Reading one paper, the GNS construction is mentioned as follows:
It is important to recall that a result (theorem) due to Gel'fand, Naimark and Segal (GNS) establishes that for any $\omega$ on $\mathcal{A}$ there always exists a representation $(f_\omega, \mathfrak{h}_\omega)$ of $\mathcal{A}$ and $\Phi_\omega\in \mathfrak{h}_\omega$ (usually called a cyclic vector) such that $f_\omega(\mathcal{A})\Phi_\omega$ is dense in $\mathfrak{h}_\omega$ and $\omega(A)=\langle \Phi_\omega | f_{\omega}(\mathcal{A})|\Phi_\omega\rangle$. Moreover the GNS result warrants that up to unitary equivalence, $(f_\omega,\mathfrak{h}_\omega)$ is the unique cyclic representation of $\mathcal{A}$.
Now, considering the math there is a theorem and a corresponding proof. My point here is not to discuss these. My point here is to discuss the intuition about this construction from the Physics point of view.
So the first thing that makes me confused: in the $C^\ast$-algebra approach, I thought each state $\omega : \mathcal{A}\to \mathbb{R}$ was the counterpart of a ket $|\phi\rangle$ in the traditional approach.
We see in the GNS construction, though, that each state $\omega$ induces one representation. In other words, instead of having for each $\omega$ one ket, we have for each $\omega$ one whole Hilbert space.
More than that, we have that cyclic vector condition, which physically I don't understand.
So my question is: what is the intuition on the GNS construction from the Physics point of view? How does states $\omega$ from the algebraic approach relates to kets $|\psi\rangle$ (state vectors) in the traditional approach? What is that cyclic vector condition about from a physical perspective?
Best Answer
The basic idea of the GNS construction is that you use a single state (often this will be the vacuum, if we're working on flat space) to recreate the entire Hilbert space. This is indeed related to the cyclicity : the set of all vectors generated by the action of the algebra on the vacuum is dense in the resulting Hilbert space. So to generate the full Hilbert space, just apply every member of the $C^*$-algebra to generate a dense subset of the Hilbert space, then do the Cauchy completion of those to generate the full Hilbert space.
A simple way to get back the usual representation as a Hilbert space is to consider the product of three members of the algebra, then their representation $\pi$ as Hilbert space operators becomes
$$\omega(ABC) = \langle \omega, \pi(ABC) \omega \rangle$$
Then you can just define the states $\vert \psi \rangle = \pi(C) \vert \omega \rangle$ and $\vert \phi \rangle = \pi(A) \vert \omega \rangle$, then your state becomes
$$\omega(ABC) = \langle \phi, \pi(B) \psi \rangle$$
This becomes then the usual transition between two states.

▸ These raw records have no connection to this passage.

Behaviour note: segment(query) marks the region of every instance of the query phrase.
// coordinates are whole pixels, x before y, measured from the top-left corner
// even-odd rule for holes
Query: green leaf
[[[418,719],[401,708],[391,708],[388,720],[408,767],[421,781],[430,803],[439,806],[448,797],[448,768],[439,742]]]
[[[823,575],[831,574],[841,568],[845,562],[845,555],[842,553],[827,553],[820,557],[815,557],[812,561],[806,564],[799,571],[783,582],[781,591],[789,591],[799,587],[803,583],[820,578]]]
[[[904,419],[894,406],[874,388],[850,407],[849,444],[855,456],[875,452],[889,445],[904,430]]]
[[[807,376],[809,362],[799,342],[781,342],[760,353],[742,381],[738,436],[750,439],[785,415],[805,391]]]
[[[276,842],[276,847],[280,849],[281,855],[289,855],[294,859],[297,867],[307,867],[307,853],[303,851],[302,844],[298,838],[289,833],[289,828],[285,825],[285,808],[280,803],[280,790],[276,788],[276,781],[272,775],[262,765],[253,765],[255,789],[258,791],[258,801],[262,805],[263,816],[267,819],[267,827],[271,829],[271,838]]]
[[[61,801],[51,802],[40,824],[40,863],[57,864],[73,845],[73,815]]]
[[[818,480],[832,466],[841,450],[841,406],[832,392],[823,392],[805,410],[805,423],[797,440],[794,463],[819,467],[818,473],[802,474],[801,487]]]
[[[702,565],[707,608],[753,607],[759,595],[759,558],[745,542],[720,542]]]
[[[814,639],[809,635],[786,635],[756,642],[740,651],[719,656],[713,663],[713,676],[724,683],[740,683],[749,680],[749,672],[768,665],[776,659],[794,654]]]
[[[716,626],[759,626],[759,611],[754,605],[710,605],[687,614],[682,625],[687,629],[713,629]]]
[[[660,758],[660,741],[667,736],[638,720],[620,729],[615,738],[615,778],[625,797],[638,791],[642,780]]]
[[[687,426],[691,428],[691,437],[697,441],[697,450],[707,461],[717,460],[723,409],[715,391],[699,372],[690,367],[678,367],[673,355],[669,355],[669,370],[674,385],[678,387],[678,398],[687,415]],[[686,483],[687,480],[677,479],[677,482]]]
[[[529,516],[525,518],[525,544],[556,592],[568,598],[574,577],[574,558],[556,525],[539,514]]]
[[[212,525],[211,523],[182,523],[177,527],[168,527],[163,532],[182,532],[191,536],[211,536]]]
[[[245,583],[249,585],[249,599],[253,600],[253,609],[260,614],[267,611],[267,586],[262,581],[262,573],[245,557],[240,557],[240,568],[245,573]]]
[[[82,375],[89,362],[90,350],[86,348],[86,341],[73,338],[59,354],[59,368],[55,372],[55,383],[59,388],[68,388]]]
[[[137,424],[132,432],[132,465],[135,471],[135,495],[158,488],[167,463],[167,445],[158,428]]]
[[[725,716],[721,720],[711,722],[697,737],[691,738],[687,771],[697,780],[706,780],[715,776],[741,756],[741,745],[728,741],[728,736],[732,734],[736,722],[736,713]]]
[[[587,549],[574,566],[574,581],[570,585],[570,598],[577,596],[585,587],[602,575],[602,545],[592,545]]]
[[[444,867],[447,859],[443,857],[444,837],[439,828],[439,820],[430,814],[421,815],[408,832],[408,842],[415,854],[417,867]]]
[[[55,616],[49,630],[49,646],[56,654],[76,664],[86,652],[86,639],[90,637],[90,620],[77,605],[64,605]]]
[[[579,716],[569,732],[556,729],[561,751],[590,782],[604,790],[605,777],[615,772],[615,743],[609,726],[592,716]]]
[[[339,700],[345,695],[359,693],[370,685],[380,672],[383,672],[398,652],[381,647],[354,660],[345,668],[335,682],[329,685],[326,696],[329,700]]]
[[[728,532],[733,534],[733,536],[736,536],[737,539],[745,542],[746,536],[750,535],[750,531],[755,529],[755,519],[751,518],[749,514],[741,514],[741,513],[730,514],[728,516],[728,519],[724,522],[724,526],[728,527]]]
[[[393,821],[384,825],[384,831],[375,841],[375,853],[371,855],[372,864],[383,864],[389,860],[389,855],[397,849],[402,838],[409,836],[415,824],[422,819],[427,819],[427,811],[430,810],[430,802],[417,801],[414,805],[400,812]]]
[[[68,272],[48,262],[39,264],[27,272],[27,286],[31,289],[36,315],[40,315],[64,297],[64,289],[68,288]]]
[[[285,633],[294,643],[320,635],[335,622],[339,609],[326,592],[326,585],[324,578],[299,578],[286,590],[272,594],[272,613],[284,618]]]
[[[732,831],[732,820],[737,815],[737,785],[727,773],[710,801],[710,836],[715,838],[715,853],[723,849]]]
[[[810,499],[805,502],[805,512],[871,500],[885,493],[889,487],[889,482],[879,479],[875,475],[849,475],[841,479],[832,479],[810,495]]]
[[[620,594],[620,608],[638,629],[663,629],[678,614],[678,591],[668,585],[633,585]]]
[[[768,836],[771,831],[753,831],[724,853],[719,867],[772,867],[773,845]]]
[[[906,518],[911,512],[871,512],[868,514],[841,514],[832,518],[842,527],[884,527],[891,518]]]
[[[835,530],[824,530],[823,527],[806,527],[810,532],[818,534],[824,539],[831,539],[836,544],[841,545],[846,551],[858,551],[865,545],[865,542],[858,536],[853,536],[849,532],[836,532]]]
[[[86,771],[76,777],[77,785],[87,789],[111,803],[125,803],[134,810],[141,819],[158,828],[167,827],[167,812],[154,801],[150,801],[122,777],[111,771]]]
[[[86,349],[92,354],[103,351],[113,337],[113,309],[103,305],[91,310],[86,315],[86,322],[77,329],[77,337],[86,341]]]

A simple example of this would be for instance to consider the creation and annihilation operators on the vacuum. They do form a $C^*$ algebra, and they can act on the vacuum state to create any number of states that will form a Hilbert space. On the other hand, no amount of applying creation operators on the vacuum will give you the state defined by the Fock state
$$\vert 1,1,1,1,1,.... \rangle$$
If we had used this state as the basic $\omega$, we would have a unitarily inequivalent theory.